The new AI-Powered Diagnostic system developed by the Olivia Newton-John Cancer Research Institute (ONJCRI) is being leveraged to harness all information within the tumour, enabling a tailored treatment for each patient.
Currently in advanced development, this method is potentially suitable for 15 different tumour types. By integrating patented biosensor technology, it delivers reliable results in a cost-effective and time-efficient manner, with a processing time of approximately two hours. The system is user-friendly, requiring no specialized expertise to operate, and ensures reproducibility. Additionally, when deployed via cloud-based platforms, it becomes easily accessible to medical services in both urban and remote regions worldwide.
This funding call will focus on colorectal cancer (CRC) to enable a prototype as the first phase of proving the system’s effectiveness in this fast-increasing global disease.
Our story
The method by which tumors are assessed makes a significant difference when developing personalized treatment approaches for patients on the individual level. Standard diagnostic methods review only the 50% portion of the tumour that has the cancer cell, a decision partly based on expediency and inability to standardise the process.
The other 50% of the tumor’ s ecosystem consists of immune cells (20%), the extracellular matrix — primarily collagen (20%) — and other cell types making up the remaining 10%. These components require different methods of analysis, which are often overlooked due to time and cost constraints. Unfortunately, focusing solely on cancer cells (50%) can result in significant differences in how patients respond to treatment, underscoring the limitations of traditional diagnostic systems.
There is evidence to show that assessment of tumor-infiltrating lymphocytes (TILs), immune cells within the tumour core, is a superior predictor of outcomes. TIL density and infiltration are significant predictors of survival in tumours. However, TILs assessment is not routinely used in clinical settings because of challenges in manual interpretation and the lack of cost-effective standardized method.
Digital pathology and AI offer a promising solution with fully automated digital imagine analysis. Developed as a collaboration between La Trobe University and the Olivia Newton-John Cancer Research Institute, the aim is to develop a robust prognostic and diagnostic approach using state-of-the art technologies.
Of the 15 cancer cell types that show potential for this method, the initial research and testing is being conducted on Colorectal cancer (CRC). As the third most diagnosed cancer there were 1.9 million cases reported and over 930,000 lives lost globally in 2023, figures that projected to triple in the next 15 years unless we are able to improve diagnosis and treatment.
Endorsed by
There is so much information as to why cancers evolve and what we can do about them. Until recently we haven’t been able to assimilate all this information into one coherent rule to understand the cancer better, or the likely means of managing it.

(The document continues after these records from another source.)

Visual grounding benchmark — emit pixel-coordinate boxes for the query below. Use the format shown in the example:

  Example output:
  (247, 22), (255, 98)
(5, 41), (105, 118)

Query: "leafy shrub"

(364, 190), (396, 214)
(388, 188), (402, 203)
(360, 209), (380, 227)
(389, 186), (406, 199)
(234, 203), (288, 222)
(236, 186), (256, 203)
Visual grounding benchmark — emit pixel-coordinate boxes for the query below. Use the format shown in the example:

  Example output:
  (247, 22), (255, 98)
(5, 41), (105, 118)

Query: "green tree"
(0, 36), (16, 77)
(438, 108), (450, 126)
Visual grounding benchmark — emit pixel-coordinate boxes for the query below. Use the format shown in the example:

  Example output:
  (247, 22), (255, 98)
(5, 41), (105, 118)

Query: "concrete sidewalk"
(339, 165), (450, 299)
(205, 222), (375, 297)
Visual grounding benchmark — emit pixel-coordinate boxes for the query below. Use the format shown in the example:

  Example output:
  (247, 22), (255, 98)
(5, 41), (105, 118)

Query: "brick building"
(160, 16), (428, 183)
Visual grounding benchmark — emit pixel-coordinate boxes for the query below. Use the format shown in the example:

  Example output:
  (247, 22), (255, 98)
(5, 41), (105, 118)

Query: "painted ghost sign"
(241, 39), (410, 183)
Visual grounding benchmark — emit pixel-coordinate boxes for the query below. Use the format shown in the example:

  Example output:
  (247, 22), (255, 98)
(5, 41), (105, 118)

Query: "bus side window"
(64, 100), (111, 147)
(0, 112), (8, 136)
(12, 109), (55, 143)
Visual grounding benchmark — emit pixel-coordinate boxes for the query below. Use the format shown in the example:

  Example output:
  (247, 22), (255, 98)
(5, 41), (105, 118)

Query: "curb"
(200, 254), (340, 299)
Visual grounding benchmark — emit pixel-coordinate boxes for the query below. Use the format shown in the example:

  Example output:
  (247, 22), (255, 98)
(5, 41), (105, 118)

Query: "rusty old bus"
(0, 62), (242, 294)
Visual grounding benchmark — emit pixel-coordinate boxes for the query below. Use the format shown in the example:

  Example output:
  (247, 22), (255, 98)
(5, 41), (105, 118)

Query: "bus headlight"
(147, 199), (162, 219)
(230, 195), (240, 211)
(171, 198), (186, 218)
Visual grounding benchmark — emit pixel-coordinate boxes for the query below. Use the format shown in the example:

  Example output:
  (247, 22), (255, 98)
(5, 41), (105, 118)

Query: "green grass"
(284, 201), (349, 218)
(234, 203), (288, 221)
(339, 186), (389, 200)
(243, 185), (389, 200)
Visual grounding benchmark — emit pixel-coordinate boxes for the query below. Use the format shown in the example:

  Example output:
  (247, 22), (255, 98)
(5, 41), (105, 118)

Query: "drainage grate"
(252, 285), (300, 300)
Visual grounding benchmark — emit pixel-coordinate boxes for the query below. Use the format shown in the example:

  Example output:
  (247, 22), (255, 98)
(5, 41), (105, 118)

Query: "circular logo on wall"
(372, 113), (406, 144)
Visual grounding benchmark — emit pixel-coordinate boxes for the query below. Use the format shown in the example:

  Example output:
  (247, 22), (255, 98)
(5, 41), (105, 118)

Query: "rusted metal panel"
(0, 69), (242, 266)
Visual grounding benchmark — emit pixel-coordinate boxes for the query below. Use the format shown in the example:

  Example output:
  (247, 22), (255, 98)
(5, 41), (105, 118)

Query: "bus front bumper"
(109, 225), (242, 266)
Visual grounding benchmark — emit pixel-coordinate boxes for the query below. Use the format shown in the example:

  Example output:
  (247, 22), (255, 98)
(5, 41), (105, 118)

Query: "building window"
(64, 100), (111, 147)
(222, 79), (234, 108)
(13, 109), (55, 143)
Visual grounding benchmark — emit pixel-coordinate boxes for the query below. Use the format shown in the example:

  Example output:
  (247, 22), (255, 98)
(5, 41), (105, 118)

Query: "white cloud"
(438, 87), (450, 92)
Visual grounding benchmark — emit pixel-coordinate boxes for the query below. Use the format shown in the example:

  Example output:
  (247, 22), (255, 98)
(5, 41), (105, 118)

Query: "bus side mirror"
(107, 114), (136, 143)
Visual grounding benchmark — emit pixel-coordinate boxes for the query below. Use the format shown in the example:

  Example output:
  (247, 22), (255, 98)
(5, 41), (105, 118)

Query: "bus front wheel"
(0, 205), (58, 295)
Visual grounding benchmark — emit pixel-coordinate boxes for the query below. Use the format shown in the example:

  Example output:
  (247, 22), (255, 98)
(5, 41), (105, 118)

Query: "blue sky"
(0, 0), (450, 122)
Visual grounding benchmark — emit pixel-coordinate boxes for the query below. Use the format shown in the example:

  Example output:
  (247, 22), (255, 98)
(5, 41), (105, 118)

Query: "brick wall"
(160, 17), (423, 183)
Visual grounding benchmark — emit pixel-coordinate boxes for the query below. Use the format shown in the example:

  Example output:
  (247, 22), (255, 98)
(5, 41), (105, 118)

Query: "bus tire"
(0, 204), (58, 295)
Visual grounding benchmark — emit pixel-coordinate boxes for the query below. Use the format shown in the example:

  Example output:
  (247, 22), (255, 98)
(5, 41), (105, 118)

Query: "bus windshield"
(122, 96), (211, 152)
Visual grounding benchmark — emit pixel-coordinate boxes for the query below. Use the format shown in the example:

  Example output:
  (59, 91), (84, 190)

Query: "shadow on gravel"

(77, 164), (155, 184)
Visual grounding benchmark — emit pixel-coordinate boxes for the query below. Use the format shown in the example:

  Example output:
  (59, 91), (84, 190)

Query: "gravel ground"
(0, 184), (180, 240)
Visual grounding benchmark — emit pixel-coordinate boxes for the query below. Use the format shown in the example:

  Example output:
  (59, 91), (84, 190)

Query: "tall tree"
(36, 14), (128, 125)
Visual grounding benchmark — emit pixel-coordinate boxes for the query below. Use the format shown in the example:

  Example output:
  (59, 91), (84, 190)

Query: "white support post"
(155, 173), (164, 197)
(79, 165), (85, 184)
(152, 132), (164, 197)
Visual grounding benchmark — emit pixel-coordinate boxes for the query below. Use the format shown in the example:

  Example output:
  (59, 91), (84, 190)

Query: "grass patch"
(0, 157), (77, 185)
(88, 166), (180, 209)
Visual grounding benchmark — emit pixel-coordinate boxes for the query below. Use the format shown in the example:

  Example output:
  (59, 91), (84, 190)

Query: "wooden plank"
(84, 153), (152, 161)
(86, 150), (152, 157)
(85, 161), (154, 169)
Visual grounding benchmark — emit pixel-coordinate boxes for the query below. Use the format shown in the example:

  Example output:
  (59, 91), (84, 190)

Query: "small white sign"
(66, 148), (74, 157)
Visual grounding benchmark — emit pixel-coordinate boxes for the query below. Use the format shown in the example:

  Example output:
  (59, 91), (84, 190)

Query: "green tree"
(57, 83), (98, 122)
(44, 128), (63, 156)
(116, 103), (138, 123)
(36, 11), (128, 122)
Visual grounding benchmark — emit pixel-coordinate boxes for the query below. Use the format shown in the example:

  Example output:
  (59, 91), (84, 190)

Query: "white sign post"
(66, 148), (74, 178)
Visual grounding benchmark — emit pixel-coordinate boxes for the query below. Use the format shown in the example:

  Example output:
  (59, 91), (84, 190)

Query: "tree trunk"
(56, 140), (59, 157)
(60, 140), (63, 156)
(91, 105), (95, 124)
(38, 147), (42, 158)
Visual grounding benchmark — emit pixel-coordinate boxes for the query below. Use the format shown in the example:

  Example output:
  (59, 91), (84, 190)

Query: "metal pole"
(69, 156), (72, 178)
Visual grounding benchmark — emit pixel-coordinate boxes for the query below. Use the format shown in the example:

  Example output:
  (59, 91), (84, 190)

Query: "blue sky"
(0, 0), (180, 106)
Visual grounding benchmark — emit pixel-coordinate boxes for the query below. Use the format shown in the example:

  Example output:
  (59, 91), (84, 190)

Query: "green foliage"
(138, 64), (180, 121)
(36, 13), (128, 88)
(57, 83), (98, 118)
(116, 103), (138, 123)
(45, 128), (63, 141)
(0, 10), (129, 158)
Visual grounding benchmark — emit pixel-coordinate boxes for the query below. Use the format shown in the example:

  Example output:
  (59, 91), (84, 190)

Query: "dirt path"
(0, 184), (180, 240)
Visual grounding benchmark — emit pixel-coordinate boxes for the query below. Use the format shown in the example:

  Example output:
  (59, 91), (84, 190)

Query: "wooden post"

But with the new AI approaches suddenly there is an enormous opportunity to make good on all that information we are missing out on using. What these guys are doing has created an entirely new way of imaging which is cheap and efficient in ways we couldn’t conceive of even just two years ago.
With it we have both the analytical and the capturing capacity to put together in good, well annotated clinical data, and see what stories it can tell.
What makes this project interesting and why it works is that it makes cancer cells clearly visible on the basis of a colour change related to their optical refractive index properties. This is potentially much quicker and cheaper than current methods which use chemicals. With this new method, Brian's team have published research showing that cancer cells can be detected using a standard optical microscope without requiring any additional, often very expensive, equipment.
Brian originally worked with me as a post doctoral researcher many years ago during which time we undertook various X-Ray imaging projects. He then moved into the optical microscopy area, and since then I have followed his progress and collaborated in some of his research activities.
This technology is a huge leap ahead in the field of cancer diagnosis considering both the speed and the cost of perspectives, and enables cancer cells to be instantly seen with previously unprecedented clarity.